Divide and rule(r) – why technology means we are living in a global classroom now

July 15, 2013 — Leave a comment

From Illinois in the United States to our home patch in Bath, we seem to have struck a winning formula with DoodleMaths. We’ve had some great media coverage on both sides of the Atlantic of late, and it’s exciting to think that both British and American children are being helped through their studies by an app that we are so passionate about.

We really do live in a global classroom now – and it’s technology that’s breaking down the educational frontiers.

It was the playwright George Bernard Shaw who said that the UK and the US are “two nations divided by a common language”. But here at DoodleMaths, we are finding that our way of teaching the universal language of mathematics is going down well both here and in the States – even if we have had to drop the ‘s’ and name the app DoodleMath in the US due to the slight differences of vocabulary!

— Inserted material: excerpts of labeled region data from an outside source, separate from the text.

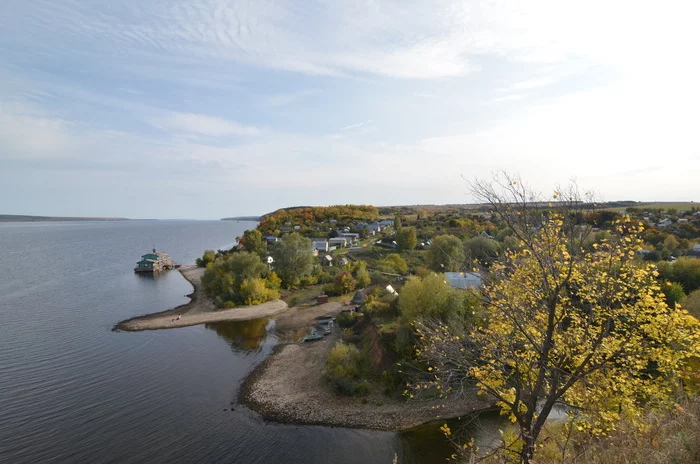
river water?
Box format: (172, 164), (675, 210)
(0, 221), (498, 464)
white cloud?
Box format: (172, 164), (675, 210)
(150, 113), (261, 137)
(340, 119), (372, 131)
(264, 89), (321, 107)
(491, 93), (525, 103)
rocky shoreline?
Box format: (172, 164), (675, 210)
(238, 334), (492, 431)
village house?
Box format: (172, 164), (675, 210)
(445, 272), (482, 288)
(367, 224), (382, 235)
(328, 237), (350, 248)
(311, 238), (328, 251)
(338, 231), (360, 243)
(688, 243), (700, 258)
(263, 235), (279, 245)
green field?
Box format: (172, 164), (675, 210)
(603, 201), (700, 211)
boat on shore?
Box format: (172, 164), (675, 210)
(134, 248), (177, 273)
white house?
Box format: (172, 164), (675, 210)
(311, 239), (328, 251)
(338, 232), (360, 243)
(328, 237), (350, 247)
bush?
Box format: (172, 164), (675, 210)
(340, 327), (355, 343)
(333, 272), (357, 295)
(661, 282), (685, 308)
(266, 271), (282, 290)
(335, 313), (359, 329)
(240, 279), (280, 305)
(378, 253), (408, 274)
(195, 250), (216, 267)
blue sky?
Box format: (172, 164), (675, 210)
(0, 0), (700, 219)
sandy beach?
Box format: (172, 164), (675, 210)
(238, 333), (491, 431)
(113, 266), (289, 332)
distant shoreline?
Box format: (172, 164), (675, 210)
(112, 266), (289, 332)
(221, 216), (262, 222)
(0, 214), (132, 222)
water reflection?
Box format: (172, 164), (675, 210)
(399, 411), (508, 464)
(204, 317), (273, 353)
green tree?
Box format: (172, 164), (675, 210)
(354, 261), (372, 288)
(399, 273), (476, 323)
(412, 177), (700, 463)
(683, 290), (700, 319)
(239, 279), (280, 305)
(333, 271), (357, 295)
(464, 235), (501, 262)
(377, 253), (408, 274)
(240, 229), (267, 258)
(396, 227), (418, 250)
(271, 232), (315, 288)
(658, 256), (700, 292)
(428, 235), (464, 272)
(202, 251), (268, 305)
(266, 271), (282, 290)
(195, 250), (216, 267)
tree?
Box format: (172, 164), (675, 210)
(333, 271), (357, 295)
(202, 251), (268, 306)
(195, 250), (216, 267)
(271, 232), (314, 288)
(354, 261), (372, 288)
(398, 273), (474, 323)
(659, 256), (700, 293)
(464, 235), (501, 262)
(661, 282), (685, 308)
(396, 227), (418, 250)
(428, 235), (464, 272)
(240, 278), (280, 305)
(378, 253), (408, 274)
(683, 290), (700, 319)
(240, 229), (267, 258)
(412, 176), (700, 463)
(266, 271), (282, 290)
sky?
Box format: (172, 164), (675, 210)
(0, 0), (700, 219)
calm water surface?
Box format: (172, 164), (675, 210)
(0, 221), (476, 463)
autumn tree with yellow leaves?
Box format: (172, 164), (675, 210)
(416, 175), (700, 463)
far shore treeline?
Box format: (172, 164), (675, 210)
(197, 189), (700, 463)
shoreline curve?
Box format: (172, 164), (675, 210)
(112, 265), (289, 332)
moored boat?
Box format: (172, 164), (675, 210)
(134, 248), (175, 273)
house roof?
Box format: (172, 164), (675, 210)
(445, 272), (481, 288)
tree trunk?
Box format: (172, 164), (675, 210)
(520, 436), (535, 464)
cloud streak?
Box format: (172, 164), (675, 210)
(150, 112), (261, 137)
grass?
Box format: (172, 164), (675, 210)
(478, 398), (700, 464)
(282, 285), (323, 306)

It’s still early days for us in the US, but we have had some hugely positive feedback since DoodleMath was launched at the start of the summer. We were interviewed by Illinois mom Alison from www.theimum.com – a fabulous website where real parents get to grips with apps and give their opinions. It was great to be talking about our app to someone living 4,000 miles away, but what was even more exciting was the fact that we were speaking to just the sort of person whose opinion we most value – a parent who wants their children to get the most out of their education.  You can read the interview here

Closer to home this month, we have also featured on the Bath Digital Blog – http://blog.bathdigital.com – a website that highlights all the exciting technological innovation and interesting start-up companies in our home city.  The guys behind the blog are the same people who run the annual Bath Digital Festival, so it’s exciting to be involved with people who really want to ensure that our city is high on the app agenda. Have a read here

The US and the UK may well be two nations divided by a common language – but it’s great to see children on both sides of the Atlantic doing their division with DoodleMaths.